Second, there was a massive investment in digital infrastructure. The national strategy known as 'East Data, West Computing' has been crucial. By building large-scale data centers in western regions where energy is cheaper and transmitting data from the east, China has significantly expanded its computing capacity while lowering operational costs and improving energy efficiency. This provided the physical backbone needed to handle the surge in token traffic.
Finally, a ferocious price war among tech giants acted as a powerful catalyst. In May 2024, Alibaba slashed its API prices by up to 97%, prompting competitors like ByteDance to follow suit. This price collapse made AI models accessible to a much wider range of developers and businesses, leading to a surge in demand due to high price elasticity. The 'token' has effectively become a commoditized unit of compute.
In conclusion, the combination of a clear regulatory framework, robust infrastructure, and aggressive price competition has propelled China's 'token economy' to its current scale.

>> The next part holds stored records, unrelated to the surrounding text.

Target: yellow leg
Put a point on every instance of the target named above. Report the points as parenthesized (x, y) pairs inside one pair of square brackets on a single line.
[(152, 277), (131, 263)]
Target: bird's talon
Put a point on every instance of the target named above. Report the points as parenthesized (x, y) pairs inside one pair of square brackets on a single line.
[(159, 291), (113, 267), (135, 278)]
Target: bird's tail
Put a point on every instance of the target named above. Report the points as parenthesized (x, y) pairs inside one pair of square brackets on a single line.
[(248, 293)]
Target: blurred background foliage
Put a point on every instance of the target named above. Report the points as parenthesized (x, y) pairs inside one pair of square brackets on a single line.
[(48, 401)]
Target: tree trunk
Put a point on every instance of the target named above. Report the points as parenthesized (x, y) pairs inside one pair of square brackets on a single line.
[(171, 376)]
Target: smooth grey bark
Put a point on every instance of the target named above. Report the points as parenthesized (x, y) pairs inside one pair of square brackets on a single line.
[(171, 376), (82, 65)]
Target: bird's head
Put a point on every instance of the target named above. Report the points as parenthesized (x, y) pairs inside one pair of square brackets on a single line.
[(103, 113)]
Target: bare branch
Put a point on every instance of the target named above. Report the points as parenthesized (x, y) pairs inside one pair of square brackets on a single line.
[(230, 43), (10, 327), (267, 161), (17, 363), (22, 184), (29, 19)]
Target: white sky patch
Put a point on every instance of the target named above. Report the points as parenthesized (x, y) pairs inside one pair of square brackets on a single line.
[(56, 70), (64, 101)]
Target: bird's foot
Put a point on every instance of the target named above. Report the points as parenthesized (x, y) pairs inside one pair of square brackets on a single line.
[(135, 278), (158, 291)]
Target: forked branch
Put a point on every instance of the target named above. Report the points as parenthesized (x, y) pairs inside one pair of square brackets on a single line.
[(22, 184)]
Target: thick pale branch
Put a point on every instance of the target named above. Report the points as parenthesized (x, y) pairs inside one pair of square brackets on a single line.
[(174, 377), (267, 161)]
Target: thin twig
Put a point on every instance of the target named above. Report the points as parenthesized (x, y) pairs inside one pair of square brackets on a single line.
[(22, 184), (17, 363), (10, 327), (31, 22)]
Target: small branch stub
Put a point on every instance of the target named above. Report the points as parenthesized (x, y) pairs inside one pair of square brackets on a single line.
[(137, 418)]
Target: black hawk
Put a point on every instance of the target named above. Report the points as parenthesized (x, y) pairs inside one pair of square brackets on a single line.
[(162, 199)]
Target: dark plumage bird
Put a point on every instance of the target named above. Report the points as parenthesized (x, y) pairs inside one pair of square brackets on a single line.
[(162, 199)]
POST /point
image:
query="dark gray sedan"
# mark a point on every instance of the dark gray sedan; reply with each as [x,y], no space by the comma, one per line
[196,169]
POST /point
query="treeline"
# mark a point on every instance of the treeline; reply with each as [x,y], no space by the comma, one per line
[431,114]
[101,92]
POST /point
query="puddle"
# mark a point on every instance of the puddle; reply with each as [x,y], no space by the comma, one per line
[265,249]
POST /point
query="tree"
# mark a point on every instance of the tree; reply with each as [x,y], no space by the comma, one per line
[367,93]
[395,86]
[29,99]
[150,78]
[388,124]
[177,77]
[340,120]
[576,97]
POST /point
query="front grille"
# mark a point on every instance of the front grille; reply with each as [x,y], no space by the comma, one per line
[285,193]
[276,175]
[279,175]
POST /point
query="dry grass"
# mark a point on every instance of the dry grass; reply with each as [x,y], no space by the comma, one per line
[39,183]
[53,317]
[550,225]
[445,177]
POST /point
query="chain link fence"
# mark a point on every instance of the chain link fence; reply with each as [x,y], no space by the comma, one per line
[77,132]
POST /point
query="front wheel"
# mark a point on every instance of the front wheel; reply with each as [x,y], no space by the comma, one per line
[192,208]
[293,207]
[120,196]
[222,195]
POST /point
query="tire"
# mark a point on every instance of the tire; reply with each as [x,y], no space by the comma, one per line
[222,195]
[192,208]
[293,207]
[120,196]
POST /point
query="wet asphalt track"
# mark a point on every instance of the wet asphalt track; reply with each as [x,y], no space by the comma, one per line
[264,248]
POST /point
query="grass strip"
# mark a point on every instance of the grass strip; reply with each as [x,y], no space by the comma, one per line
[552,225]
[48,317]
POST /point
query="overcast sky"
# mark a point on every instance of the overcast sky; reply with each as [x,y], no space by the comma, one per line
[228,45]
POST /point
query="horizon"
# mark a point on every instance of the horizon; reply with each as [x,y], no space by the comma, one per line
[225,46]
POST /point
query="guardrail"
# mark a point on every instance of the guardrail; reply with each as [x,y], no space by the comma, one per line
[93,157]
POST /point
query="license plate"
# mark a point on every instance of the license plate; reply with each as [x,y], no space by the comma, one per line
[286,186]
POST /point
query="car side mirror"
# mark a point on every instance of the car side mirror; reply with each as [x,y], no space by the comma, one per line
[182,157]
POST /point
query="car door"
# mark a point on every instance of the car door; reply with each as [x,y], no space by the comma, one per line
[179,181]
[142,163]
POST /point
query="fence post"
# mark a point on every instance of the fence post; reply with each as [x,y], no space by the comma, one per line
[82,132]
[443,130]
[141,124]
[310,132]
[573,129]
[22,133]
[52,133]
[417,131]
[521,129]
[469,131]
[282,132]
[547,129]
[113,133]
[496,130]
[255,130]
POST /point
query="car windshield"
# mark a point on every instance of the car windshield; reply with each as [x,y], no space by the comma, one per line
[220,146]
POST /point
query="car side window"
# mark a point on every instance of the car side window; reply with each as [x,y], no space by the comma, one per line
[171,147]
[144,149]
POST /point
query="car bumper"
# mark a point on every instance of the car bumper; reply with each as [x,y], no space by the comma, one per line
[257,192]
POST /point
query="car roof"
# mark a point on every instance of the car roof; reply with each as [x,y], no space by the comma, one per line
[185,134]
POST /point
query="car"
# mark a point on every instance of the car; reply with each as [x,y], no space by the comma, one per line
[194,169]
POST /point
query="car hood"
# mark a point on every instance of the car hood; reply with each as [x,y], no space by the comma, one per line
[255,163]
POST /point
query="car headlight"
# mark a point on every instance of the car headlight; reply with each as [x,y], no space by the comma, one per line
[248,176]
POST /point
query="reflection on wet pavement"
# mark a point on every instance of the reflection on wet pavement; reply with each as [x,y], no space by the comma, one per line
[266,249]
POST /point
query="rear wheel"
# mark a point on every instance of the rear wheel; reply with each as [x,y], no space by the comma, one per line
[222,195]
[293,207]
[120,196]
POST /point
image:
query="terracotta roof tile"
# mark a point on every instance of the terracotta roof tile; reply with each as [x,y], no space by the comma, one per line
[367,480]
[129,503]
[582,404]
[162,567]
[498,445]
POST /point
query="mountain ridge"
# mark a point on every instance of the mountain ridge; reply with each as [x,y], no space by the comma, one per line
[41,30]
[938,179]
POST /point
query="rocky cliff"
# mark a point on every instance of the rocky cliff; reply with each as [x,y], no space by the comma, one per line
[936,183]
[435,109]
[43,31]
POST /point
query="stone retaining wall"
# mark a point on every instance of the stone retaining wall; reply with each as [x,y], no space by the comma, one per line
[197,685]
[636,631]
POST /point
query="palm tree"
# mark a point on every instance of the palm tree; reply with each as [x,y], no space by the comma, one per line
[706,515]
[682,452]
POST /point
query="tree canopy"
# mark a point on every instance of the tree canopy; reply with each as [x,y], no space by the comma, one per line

The future trajectory now depends heavily on overcoming physical constraints, namely the availability of advanced AI accelerators and the supply of electricity to power them.
- Glossary
- Token: The basic unit of data that AI models process. For text, one token is roughly equivalent to 4 characters in English.
- EFLOPS (Exaflops): A unit of computing speed equal to one quintillion (10^18) floating-point operations per second. It measures the performance of supercomputers.
- PUE (Power Usage Effectiveness): A ratio that measures data center energy efficiency. A lower PUE indicates a more energy-efficient data center.